Saturday, August 29, 2015

Nate Silver comments on Donald Trump's "Perpetual Attention Machine"

Nate Silver, guru of polling analysis, writes in his Five Thirty-Eight blog that "Trump isn’t affected much by negative media coverage — it may even help himBut a lack of media coverage might be a different story.”

Throughout the summer, Trump has been the subject of as many Google searches and as much news coverage as all the other candidates combined.   Silver continues:

"What’s interesting is how Trump seemed to go out of his way after the debate to ensure that he’d remain the center of attention, with his tirade against Fox News anchor Megyn Kelly . . . .  [t]hat tended to drown out most of the coverage of whether, say, Fiorina or Kasich had gained momentum after the debate. . . .

"Trump is . . . amazingly skilled at disrupting the conversation by any means necessary, including by drawing negative . . . attention to himself. . . . 

"Is it sustainable?

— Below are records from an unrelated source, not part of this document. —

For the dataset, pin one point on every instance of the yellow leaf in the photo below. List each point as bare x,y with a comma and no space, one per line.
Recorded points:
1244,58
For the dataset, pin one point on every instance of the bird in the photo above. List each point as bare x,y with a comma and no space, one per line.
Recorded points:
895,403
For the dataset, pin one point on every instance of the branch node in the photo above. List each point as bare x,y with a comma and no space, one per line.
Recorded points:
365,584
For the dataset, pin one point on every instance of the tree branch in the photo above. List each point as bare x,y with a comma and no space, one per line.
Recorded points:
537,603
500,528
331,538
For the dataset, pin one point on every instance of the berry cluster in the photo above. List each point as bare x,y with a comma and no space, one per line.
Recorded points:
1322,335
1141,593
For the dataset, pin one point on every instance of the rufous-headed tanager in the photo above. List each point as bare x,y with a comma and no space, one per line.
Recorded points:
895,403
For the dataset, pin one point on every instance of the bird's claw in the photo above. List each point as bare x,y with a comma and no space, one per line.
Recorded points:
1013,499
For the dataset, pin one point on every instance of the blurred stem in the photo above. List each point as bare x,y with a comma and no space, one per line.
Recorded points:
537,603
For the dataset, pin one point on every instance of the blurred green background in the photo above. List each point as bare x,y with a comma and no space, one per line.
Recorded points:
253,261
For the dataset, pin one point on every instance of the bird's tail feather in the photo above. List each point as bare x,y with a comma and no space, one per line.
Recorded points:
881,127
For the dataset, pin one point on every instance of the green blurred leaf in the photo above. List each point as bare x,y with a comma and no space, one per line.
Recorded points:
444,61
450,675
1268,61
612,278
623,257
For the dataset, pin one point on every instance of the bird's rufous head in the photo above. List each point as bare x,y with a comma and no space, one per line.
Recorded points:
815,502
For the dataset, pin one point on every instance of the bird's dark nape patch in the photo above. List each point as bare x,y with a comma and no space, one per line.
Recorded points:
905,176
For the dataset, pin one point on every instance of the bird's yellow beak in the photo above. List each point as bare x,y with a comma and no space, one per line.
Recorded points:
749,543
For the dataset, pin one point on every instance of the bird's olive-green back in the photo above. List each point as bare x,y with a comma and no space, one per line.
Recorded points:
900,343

In the long run, probably not. . . .  Sooner or later, the media will find another candidate’s story interesting. . . .  But there’s not a lot of hard campaign news to dissect in August. . . . [T]hrowing a stink bomb whenever another story risks upstaging you, and you can remain at the center of the conversation, and atop the polls, for weeks at a time.”

From the partisan Republican side, Frank Luntz, conservative maven of polling and message, says that:  among his supporters, "nothing disqualifies Trump. . . .  If you wanted to take him down, I would not know how to do it." 

Trump is a unique phenomenon personally, he has tapped into a deep vein of lost confidence in our government and in politicians, and he is brilliant in knowing how to manipulate and use the media to his advantage.

Frank Luntz thinks Trump could actually become the Republican nominee.    I'm still holding to the idea that, with the non-Trump vote divided so many ways, we don't have a good picture of how broad his support really is.   Is he anybody's second choice, when their candidate drops out?    One thing we know is that, by far, he has the highest "unfavorable" ratings -- far higher than his "favorable."   But so does Hillary Clinton.

But we need to remember this:   In state primaries where the winner takes all the delegates, rather than apportioning them, Trump could win with his 28% of the vote.   But Clinton beats him in a 1to 1;   so does Bernie Sanders !!!!